The mayor is not the first to partner with Aira. The Massachusetts Association for the Blind and Visually Impaired teamed up with the app after hosting a summit in 2016 about the way present technology changes the lives of the visually impaired, said the organization’s Chief Advancement Officer David Brown.

This app allows people who are blind or with vision impairment a higher degree of independence and gives them a new way to interact with their environment, he said.

“The big disconnect is that technology and innovators that are creating the technology don’t necessarily know the community that they are benefiting,” Brown said. “It’s important for the blind community to be out in front of technology and that’s the way Aira works.”

Though Aira can be purchased by individuals as a monthly subscription, the visually impaired community would like to see cities and workplaces pick up the tab, Brown said.
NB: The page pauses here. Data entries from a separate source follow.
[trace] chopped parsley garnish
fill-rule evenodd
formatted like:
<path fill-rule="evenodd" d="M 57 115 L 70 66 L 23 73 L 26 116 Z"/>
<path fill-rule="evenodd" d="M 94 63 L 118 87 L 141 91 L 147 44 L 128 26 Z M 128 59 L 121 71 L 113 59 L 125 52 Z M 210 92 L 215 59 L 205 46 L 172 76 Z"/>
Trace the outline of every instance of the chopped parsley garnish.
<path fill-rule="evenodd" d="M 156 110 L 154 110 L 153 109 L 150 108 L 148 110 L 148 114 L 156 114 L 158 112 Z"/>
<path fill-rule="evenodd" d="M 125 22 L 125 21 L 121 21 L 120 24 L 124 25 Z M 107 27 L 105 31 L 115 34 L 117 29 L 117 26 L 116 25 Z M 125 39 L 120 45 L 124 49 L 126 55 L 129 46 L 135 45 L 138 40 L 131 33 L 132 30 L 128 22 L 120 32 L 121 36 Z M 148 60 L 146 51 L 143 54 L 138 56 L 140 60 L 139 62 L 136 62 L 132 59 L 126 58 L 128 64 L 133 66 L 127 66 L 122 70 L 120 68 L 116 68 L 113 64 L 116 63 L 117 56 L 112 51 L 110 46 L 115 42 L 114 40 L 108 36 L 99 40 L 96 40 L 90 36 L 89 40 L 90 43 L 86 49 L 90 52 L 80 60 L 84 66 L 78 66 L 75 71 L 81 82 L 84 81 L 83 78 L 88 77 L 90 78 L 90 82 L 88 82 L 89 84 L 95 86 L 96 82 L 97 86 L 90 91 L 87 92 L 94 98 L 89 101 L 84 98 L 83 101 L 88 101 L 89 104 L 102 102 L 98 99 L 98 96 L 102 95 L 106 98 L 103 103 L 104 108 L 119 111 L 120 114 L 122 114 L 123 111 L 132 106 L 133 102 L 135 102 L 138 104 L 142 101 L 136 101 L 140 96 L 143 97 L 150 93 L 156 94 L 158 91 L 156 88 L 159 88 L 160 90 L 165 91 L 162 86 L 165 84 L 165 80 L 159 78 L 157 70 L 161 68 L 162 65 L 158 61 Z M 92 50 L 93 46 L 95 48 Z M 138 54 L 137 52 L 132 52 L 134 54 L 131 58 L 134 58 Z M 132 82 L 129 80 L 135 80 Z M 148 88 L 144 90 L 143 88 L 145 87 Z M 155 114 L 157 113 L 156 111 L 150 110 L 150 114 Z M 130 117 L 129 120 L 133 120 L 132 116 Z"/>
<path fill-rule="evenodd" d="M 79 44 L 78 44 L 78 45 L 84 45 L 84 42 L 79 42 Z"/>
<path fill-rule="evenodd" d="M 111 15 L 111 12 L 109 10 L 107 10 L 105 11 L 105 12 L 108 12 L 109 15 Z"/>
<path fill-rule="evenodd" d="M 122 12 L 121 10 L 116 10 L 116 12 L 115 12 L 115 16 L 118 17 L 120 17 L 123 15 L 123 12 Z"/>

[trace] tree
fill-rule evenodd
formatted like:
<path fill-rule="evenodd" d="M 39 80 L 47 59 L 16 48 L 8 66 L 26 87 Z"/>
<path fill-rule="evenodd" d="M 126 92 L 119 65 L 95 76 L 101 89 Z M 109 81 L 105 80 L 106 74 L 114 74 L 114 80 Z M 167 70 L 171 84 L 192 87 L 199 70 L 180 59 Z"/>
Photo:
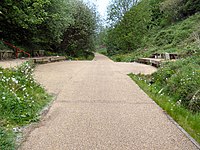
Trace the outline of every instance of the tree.
<path fill-rule="evenodd" d="M 81 1 L 75 1 L 75 3 L 75 11 L 72 14 L 75 22 L 64 32 L 60 46 L 60 49 L 70 56 L 92 51 L 95 44 L 96 9 Z"/>
<path fill-rule="evenodd" d="M 116 25 L 138 0 L 112 0 L 107 8 L 107 20 L 110 26 Z"/>

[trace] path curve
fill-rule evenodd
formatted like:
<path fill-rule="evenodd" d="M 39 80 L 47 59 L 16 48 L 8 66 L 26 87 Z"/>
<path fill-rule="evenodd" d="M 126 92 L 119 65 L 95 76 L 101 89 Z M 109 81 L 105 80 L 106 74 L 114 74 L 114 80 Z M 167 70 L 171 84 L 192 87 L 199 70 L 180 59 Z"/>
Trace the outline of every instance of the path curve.
<path fill-rule="evenodd" d="M 155 70 L 99 54 L 90 62 L 38 66 L 35 78 L 57 99 L 20 149 L 197 149 L 126 75 Z"/>

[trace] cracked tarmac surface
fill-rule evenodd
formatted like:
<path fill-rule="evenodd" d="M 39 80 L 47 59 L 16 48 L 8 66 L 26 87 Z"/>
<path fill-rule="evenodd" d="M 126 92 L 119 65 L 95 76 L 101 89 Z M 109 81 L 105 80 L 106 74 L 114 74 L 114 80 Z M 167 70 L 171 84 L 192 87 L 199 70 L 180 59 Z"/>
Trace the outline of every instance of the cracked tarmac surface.
<path fill-rule="evenodd" d="M 93 61 L 39 65 L 35 78 L 57 98 L 22 150 L 195 150 L 195 145 L 127 76 L 154 67 Z"/>

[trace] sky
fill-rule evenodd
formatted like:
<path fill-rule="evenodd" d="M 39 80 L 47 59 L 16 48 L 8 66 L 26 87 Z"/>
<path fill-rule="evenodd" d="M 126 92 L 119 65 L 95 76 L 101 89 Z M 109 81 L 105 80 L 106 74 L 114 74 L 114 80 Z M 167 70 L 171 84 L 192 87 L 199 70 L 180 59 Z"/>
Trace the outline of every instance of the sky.
<path fill-rule="evenodd" d="M 109 0 L 84 0 L 85 2 L 94 3 L 97 6 L 98 12 L 105 19 L 106 18 L 106 10 L 109 4 Z"/>

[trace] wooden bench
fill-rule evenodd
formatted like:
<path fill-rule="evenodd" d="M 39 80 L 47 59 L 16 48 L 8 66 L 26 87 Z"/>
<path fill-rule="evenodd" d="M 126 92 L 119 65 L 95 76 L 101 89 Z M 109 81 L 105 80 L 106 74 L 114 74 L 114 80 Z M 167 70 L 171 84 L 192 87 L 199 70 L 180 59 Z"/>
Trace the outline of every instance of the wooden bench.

While the MABVI provides Aira to all of their employees, Brown said he would like to see this trend become commonplace among large organizations and even, to an extent, municipalities.

“The cost is another barrier … 70 percent [of the BLV community] are unemployed or underemployed,” Brown said. “What Aira is doing is genius because they realize there is a population that wants the blind to shop at their stores and be a part of the city.”

Manser said he’s excited to see how the app has improved since the last time he used it.

“We knew going in last year that this wasn’t an activity that the technology was designed for, so it was really an extreme test for it,” Manser said. “The whole point of doing it was to come back and share with the team at Aira what worked and what didn’t work so that they could take that information and go back and make changes.”

One Comment

  1. Linda and Gary Kapfer

    Technology!!! Wow!! Great article re: this app for the blind. The description of what the app does could have been a bit more extensive, Samantha. If I got it right, the blind person walks here and there in the city with phone in hand pointing at his surroundings, while someone knowledgeable of the city relates to the blind person where he is by means of that phone. Right? Good idea, and informative.

    Thanks, Samantha, for sharing your work with us. We love you, and are so very proud of you.